If you’re a homeowner, chances are your house is worth less than it was five years ago. But you could still be paying more to insure it.
Despite the deep housing bust of the last few years, the cost of rebuilding a damaged home — in other words, what you pay insurance for — has not changed much, according to industry experts.
That means that unless you have reduced coverage or increased your deductible, chances are you are paying as much or more to insure your home as before the housing bust.
In this topsy-turvy housing market we’ve seen in the past few years, it’s possible that the cost to rebuild your home is actually more than you could sell it for. The insurance also usually must be enough to cover how much is owed on a person’s mortgage, even if that is more than the value of the home. These days, it’s also possible you owe more on your house than you could sell it for.
Still, experts say that doesn’t mean you should accept a big jump in your insurance rate when you get your next bill. After all, a big factor in rate increases could just be the inertia of simply accepting the new premium each year.

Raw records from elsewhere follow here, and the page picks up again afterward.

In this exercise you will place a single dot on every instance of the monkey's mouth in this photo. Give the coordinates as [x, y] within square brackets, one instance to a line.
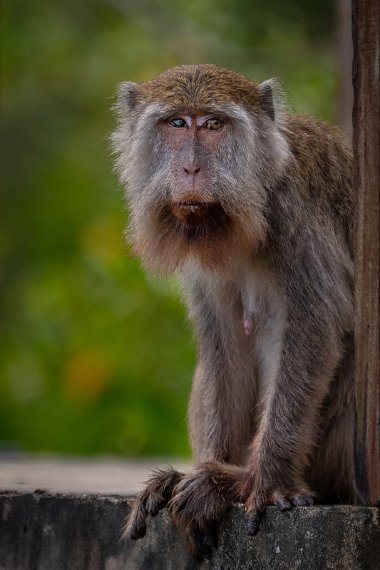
[196, 220]
[184, 211]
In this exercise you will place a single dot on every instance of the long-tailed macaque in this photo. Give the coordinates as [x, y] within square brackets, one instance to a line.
[251, 207]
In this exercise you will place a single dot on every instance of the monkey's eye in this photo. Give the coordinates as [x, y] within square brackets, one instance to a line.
[213, 124]
[178, 123]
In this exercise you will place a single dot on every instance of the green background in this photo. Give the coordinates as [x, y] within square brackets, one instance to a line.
[96, 356]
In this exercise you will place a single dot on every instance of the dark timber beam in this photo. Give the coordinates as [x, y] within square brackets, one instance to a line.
[366, 144]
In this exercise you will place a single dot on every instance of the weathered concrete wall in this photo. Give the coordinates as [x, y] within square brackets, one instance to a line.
[42, 531]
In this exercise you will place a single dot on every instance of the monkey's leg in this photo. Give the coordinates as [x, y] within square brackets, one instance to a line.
[220, 418]
[289, 425]
[151, 500]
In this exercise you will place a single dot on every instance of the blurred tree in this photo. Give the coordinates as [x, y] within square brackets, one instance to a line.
[95, 355]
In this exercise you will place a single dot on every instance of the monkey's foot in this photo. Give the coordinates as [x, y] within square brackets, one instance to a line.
[199, 502]
[282, 500]
[155, 496]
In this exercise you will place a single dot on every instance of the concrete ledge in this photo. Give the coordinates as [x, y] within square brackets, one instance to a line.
[46, 531]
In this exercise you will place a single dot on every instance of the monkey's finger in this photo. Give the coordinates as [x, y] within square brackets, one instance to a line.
[302, 501]
[254, 520]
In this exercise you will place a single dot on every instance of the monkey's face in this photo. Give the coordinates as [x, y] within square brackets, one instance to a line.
[196, 155]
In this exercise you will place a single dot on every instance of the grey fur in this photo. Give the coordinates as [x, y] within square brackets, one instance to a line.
[277, 402]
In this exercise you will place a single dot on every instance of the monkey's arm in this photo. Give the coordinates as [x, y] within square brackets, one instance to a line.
[310, 353]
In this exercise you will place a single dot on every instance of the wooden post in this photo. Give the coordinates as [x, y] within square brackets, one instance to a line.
[366, 144]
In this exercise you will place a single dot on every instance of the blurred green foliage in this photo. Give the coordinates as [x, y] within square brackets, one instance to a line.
[96, 355]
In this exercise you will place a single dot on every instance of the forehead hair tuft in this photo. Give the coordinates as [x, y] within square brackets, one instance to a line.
[197, 87]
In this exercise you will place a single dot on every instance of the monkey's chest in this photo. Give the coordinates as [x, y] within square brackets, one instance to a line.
[263, 318]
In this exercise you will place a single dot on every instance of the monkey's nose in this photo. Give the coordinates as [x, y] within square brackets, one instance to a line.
[191, 169]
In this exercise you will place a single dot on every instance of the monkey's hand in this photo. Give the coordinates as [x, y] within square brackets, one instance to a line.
[200, 500]
[258, 496]
[155, 496]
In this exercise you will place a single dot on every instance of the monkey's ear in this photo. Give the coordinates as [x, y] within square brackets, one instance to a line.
[127, 94]
[270, 93]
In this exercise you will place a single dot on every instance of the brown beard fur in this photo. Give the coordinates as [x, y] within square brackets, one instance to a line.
[215, 240]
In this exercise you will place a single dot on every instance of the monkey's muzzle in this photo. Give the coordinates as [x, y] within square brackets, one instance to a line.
[195, 212]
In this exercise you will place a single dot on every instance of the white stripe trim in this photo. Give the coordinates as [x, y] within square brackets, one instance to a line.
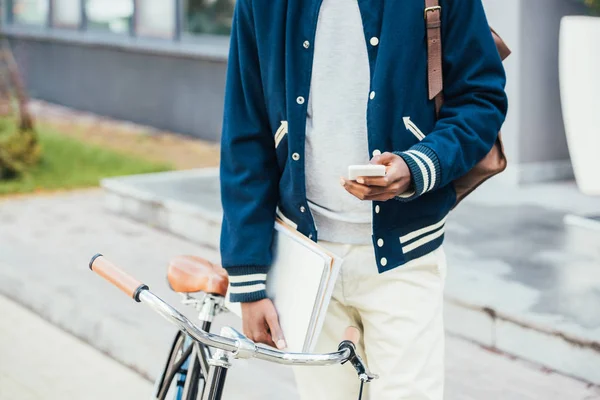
[247, 289]
[281, 132]
[422, 231]
[247, 278]
[407, 195]
[424, 171]
[415, 130]
[423, 241]
[429, 164]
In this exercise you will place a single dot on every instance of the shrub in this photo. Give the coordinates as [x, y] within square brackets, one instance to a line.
[19, 149]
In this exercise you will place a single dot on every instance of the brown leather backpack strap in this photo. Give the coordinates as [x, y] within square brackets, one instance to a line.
[433, 19]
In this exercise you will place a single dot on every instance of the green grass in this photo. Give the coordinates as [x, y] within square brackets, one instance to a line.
[68, 163]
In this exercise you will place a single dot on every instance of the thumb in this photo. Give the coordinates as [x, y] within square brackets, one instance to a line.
[383, 159]
[276, 332]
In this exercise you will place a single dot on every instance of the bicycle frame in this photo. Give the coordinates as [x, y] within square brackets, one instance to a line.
[230, 344]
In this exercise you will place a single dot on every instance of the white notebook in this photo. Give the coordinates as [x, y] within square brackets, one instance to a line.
[300, 282]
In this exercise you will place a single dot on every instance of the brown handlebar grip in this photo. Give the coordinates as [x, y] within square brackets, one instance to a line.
[352, 334]
[115, 275]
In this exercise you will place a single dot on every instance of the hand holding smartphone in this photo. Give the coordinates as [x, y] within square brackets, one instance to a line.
[355, 171]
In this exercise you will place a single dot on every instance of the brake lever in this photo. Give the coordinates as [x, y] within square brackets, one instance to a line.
[359, 365]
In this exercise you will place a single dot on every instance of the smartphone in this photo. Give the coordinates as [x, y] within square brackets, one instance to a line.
[354, 171]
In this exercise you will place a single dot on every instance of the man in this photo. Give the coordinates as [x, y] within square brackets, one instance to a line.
[314, 86]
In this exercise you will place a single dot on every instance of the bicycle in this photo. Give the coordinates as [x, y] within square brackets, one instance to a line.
[194, 371]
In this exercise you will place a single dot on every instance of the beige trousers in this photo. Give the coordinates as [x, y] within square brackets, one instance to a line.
[399, 314]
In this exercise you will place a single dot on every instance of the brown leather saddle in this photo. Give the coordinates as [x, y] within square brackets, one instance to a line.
[190, 274]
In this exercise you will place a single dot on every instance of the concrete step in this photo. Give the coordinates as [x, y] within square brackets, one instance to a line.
[519, 280]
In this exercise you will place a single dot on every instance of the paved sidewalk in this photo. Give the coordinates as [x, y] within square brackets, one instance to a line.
[45, 244]
[39, 361]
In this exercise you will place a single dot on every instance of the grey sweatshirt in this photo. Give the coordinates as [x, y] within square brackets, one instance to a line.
[336, 124]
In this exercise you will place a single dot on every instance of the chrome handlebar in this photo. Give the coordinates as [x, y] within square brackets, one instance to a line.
[240, 346]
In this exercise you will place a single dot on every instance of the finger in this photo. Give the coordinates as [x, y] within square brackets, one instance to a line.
[276, 332]
[381, 197]
[384, 159]
[382, 181]
[263, 337]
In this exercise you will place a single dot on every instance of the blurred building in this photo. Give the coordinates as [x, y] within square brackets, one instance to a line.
[162, 63]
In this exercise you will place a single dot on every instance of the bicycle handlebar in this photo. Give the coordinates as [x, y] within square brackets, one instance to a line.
[115, 275]
[235, 343]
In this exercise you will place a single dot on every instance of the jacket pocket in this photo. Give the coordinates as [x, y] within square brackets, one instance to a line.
[281, 132]
[413, 128]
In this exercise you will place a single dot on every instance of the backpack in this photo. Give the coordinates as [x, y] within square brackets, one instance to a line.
[495, 161]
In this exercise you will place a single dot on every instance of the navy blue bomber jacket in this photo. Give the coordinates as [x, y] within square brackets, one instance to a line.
[268, 81]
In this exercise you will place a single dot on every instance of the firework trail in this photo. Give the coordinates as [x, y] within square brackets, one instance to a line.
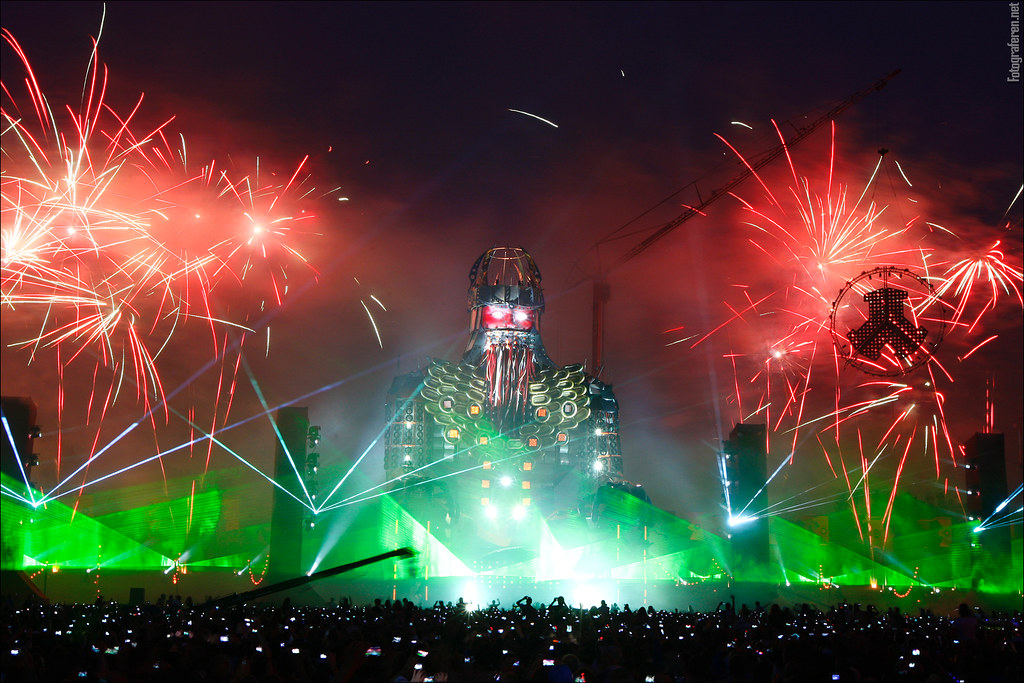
[113, 243]
[820, 239]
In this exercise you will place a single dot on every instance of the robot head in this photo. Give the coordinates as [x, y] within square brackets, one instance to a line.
[505, 291]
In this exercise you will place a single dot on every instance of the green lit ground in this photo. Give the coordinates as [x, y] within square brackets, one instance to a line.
[213, 546]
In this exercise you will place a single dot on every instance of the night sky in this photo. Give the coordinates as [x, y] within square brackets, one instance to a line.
[406, 109]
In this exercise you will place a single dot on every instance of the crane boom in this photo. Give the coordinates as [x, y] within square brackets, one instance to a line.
[754, 167]
[601, 290]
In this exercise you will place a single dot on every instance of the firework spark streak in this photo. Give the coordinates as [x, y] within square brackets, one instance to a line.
[819, 239]
[112, 245]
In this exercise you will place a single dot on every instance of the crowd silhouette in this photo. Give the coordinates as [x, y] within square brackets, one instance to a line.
[175, 640]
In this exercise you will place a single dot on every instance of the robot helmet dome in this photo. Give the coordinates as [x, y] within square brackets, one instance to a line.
[505, 276]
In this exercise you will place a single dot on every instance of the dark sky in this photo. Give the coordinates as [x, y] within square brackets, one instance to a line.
[404, 107]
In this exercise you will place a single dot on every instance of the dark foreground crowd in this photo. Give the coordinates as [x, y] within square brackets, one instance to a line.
[399, 641]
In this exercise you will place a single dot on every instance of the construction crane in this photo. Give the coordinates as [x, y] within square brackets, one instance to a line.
[601, 291]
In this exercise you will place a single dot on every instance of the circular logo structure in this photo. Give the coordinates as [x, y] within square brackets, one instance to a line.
[887, 322]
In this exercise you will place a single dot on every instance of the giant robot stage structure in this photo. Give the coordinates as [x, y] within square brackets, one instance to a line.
[504, 435]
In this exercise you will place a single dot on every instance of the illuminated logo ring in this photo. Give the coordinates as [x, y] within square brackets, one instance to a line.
[887, 322]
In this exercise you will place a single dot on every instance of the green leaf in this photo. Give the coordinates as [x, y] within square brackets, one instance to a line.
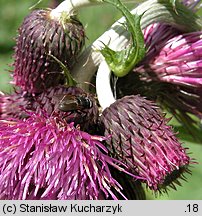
[122, 62]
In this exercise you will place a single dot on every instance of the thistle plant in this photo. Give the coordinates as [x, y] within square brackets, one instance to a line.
[62, 139]
[41, 36]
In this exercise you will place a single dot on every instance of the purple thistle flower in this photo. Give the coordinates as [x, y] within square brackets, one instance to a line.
[175, 67]
[141, 139]
[39, 36]
[19, 104]
[178, 61]
[46, 158]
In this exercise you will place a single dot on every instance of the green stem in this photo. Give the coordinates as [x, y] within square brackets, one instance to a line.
[122, 62]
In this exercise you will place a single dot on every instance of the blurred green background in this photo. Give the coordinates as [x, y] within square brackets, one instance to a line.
[96, 19]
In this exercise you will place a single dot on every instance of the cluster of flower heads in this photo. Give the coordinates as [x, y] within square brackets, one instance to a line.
[74, 153]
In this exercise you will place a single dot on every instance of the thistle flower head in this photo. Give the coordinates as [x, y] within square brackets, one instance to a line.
[19, 104]
[141, 138]
[178, 61]
[39, 37]
[46, 158]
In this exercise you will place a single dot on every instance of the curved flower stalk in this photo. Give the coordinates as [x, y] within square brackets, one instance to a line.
[141, 139]
[46, 158]
[117, 37]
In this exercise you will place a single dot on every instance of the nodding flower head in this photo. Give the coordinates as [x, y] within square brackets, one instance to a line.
[141, 139]
[41, 36]
[71, 104]
[172, 70]
[45, 158]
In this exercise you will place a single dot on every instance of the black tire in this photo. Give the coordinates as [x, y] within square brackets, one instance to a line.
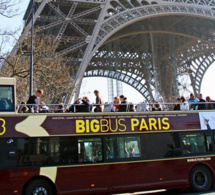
[39, 187]
[201, 179]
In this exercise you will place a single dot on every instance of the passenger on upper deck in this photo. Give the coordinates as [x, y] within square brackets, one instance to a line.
[191, 102]
[85, 105]
[202, 104]
[99, 107]
[210, 103]
[75, 107]
[60, 108]
[116, 105]
[178, 105]
[184, 104]
[123, 105]
[156, 107]
[34, 100]
[23, 108]
[43, 108]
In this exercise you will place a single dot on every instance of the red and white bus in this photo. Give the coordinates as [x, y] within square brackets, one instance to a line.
[103, 153]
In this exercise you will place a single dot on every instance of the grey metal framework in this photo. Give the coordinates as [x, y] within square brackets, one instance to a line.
[148, 44]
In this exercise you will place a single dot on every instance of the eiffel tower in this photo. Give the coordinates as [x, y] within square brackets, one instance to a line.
[148, 44]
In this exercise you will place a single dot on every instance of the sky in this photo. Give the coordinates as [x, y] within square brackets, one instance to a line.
[90, 84]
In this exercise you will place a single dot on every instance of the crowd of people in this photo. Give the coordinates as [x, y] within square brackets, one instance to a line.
[119, 104]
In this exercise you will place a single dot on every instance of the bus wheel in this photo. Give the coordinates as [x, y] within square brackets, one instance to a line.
[39, 187]
[201, 179]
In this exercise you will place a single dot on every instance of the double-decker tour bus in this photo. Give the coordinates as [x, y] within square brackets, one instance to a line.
[103, 153]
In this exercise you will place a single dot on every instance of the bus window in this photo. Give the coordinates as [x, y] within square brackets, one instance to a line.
[161, 145]
[110, 148]
[46, 151]
[193, 143]
[89, 150]
[6, 98]
[128, 147]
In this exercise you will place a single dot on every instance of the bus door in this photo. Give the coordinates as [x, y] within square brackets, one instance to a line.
[8, 153]
[84, 173]
[7, 159]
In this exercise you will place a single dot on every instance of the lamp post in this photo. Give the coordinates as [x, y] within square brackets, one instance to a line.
[32, 54]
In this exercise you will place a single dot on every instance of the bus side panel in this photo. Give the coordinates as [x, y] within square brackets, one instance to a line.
[15, 179]
[122, 177]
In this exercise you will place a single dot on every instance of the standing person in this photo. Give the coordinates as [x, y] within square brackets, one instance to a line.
[34, 100]
[178, 104]
[184, 104]
[116, 103]
[60, 108]
[192, 102]
[98, 107]
[123, 105]
[210, 103]
[23, 108]
[75, 107]
[202, 105]
[156, 107]
[85, 106]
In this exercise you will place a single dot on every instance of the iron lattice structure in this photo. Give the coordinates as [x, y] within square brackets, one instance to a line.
[148, 44]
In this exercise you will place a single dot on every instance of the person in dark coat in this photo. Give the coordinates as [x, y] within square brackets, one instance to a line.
[202, 102]
[178, 104]
[123, 106]
[85, 106]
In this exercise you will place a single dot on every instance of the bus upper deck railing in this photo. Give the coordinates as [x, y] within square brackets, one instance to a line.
[111, 107]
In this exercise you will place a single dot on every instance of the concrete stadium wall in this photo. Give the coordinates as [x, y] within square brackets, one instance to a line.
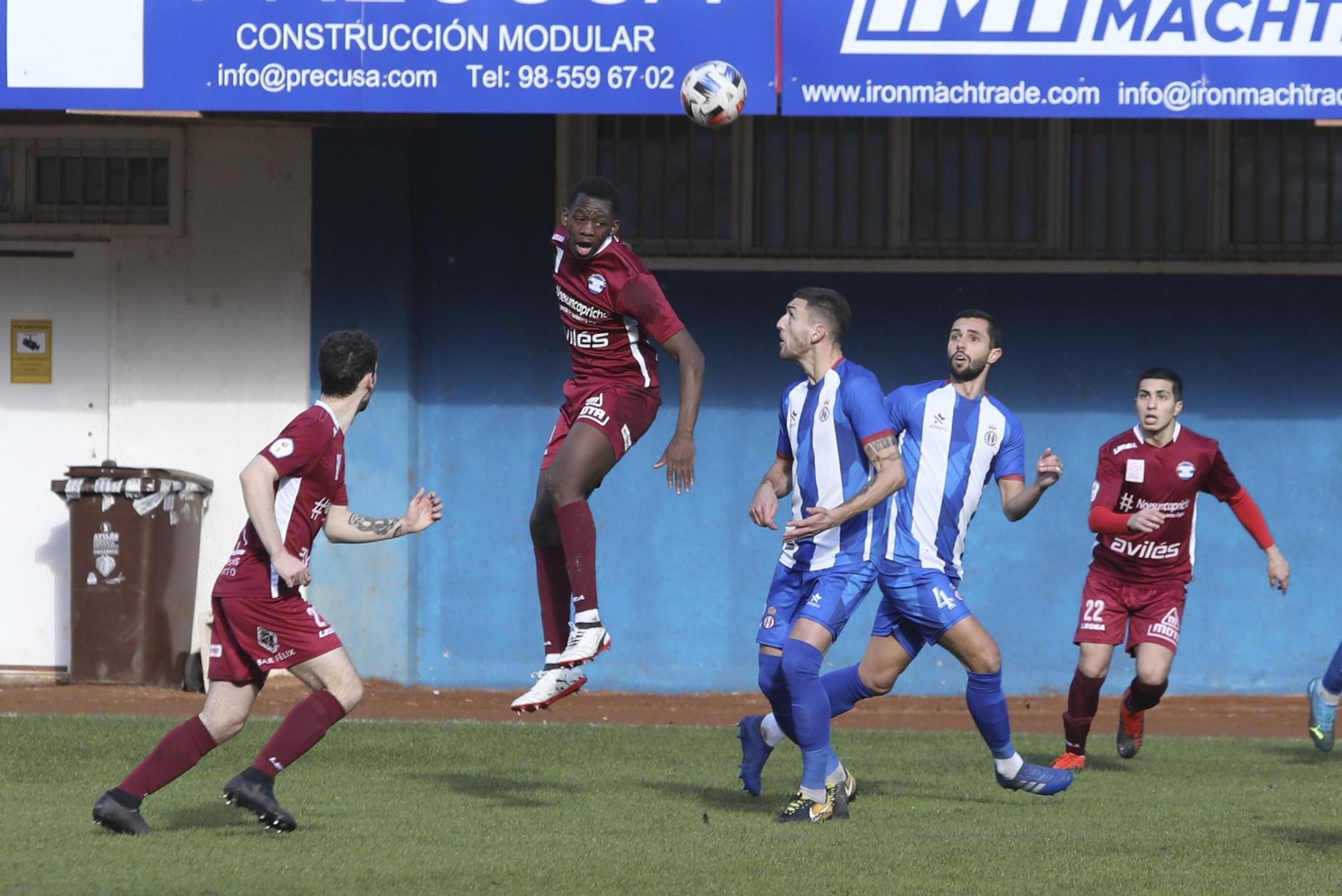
[421, 239]
[202, 347]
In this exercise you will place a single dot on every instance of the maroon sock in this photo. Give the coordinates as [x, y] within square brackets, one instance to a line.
[1143, 697]
[300, 732]
[1082, 705]
[578, 532]
[175, 756]
[552, 581]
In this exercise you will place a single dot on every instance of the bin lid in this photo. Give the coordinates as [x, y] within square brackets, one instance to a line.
[113, 480]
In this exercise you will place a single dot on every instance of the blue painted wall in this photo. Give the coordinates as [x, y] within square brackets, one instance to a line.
[435, 241]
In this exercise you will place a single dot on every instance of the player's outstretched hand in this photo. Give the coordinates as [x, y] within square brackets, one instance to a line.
[1148, 520]
[292, 571]
[818, 520]
[764, 508]
[1050, 469]
[1278, 571]
[425, 512]
[680, 462]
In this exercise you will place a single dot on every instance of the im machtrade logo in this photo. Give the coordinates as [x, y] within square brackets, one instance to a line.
[1096, 27]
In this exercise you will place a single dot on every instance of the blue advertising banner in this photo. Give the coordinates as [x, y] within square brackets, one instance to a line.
[1064, 58]
[379, 56]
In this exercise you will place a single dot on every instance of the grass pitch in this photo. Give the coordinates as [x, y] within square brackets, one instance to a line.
[469, 808]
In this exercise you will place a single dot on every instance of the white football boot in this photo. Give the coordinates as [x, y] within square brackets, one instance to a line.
[586, 642]
[551, 685]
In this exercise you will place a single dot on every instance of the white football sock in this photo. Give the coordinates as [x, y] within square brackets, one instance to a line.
[774, 736]
[1009, 768]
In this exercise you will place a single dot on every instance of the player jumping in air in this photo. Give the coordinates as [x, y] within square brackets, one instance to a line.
[1144, 510]
[839, 461]
[611, 308]
[293, 489]
[953, 438]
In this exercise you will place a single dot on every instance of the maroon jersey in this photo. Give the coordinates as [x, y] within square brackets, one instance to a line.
[309, 457]
[609, 335]
[1133, 475]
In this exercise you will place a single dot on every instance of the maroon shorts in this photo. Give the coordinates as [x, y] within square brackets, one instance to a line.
[253, 636]
[1151, 612]
[619, 414]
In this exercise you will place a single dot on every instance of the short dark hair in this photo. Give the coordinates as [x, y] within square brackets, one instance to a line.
[831, 306]
[1164, 374]
[597, 188]
[343, 360]
[995, 332]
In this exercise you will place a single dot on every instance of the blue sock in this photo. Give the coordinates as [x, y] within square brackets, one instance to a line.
[775, 689]
[810, 710]
[845, 689]
[1333, 677]
[988, 705]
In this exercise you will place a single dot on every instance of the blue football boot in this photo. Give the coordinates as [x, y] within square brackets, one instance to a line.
[1038, 780]
[1323, 717]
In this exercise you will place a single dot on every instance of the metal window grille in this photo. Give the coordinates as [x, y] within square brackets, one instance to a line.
[1141, 190]
[980, 188]
[72, 180]
[677, 183]
[823, 187]
[1286, 195]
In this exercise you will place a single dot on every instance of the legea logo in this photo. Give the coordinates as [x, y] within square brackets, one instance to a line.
[1096, 27]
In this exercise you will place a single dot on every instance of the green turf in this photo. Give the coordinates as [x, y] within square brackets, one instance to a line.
[465, 808]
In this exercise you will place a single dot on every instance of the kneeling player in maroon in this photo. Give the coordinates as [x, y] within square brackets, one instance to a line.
[1144, 509]
[293, 489]
[613, 308]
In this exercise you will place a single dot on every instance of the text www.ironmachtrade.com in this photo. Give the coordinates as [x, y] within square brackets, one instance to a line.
[967, 93]
[1176, 96]
[277, 80]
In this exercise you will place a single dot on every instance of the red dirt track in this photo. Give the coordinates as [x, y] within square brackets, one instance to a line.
[1246, 717]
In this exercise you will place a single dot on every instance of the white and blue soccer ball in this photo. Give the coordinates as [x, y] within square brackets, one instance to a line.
[713, 95]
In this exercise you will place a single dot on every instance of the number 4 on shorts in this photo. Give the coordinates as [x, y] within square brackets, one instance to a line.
[944, 600]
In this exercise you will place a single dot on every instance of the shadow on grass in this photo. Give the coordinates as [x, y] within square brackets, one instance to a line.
[1300, 753]
[725, 799]
[203, 818]
[1323, 839]
[504, 792]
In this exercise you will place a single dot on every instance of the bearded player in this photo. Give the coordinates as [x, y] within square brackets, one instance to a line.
[1144, 513]
[293, 489]
[613, 309]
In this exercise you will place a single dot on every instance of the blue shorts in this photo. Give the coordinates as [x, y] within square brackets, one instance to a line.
[917, 608]
[829, 598]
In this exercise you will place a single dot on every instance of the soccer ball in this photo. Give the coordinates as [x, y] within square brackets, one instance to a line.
[713, 95]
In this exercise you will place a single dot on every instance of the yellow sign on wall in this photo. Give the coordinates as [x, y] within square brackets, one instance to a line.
[30, 351]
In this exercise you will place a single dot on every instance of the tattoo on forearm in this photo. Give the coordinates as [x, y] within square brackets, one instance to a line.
[390, 528]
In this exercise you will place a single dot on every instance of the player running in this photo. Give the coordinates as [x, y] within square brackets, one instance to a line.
[839, 461]
[955, 438]
[611, 308]
[293, 489]
[1144, 513]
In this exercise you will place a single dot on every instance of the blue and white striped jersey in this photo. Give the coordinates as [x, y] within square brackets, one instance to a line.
[952, 447]
[823, 430]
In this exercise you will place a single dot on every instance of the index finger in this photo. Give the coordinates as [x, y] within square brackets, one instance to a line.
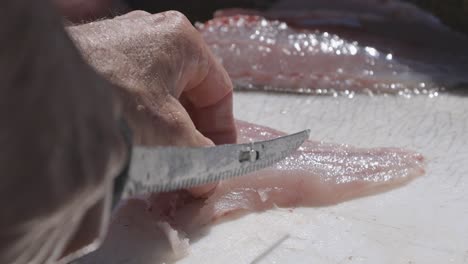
[210, 101]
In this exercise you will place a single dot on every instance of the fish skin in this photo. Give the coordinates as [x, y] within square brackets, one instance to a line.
[156, 228]
[318, 174]
[330, 51]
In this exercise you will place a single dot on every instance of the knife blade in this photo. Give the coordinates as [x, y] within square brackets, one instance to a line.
[164, 169]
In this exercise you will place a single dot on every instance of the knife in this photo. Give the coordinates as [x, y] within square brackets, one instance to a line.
[162, 169]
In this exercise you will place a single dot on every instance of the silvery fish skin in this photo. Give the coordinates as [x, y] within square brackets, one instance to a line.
[157, 228]
[334, 56]
[317, 174]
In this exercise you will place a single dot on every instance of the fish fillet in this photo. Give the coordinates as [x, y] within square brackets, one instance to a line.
[336, 52]
[156, 228]
[318, 174]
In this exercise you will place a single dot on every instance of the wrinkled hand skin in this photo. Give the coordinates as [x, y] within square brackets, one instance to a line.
[173, 90]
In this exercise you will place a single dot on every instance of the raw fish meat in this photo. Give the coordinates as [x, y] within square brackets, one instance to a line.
[156, 228]
[327, 51]
[318, 174]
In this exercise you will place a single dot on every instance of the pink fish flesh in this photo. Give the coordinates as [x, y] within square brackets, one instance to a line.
[318, 174]
[328, 51]
[155, 228]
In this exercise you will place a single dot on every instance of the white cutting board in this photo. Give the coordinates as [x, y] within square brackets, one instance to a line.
[423, 222]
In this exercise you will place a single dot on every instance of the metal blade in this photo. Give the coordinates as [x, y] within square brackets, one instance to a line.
[170, 168]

You should look carefully at your bill to see why it has increased. You also might want to check if you can reduce your rate by making home improvements such as adding a better fire prevention system, or making lifestyle changes such as stopping smoking.
It’s also a good idea to shop around to see if another provider can get you the same coverage for a lower price.
A 2008 survey of Consumer Reports subscribers found that about half of those who switched insurance carriers in the prior four years were paying less for coverage.
While a really great insurance rate may be alluring, you should be cautious in accepting a new policy purely based on price. Check consumer websites and your state department of insurance website to make sure that your insurance carrier will treat you well in the event of a claim.
When you’re buying insurance, all you’re buying is a promise.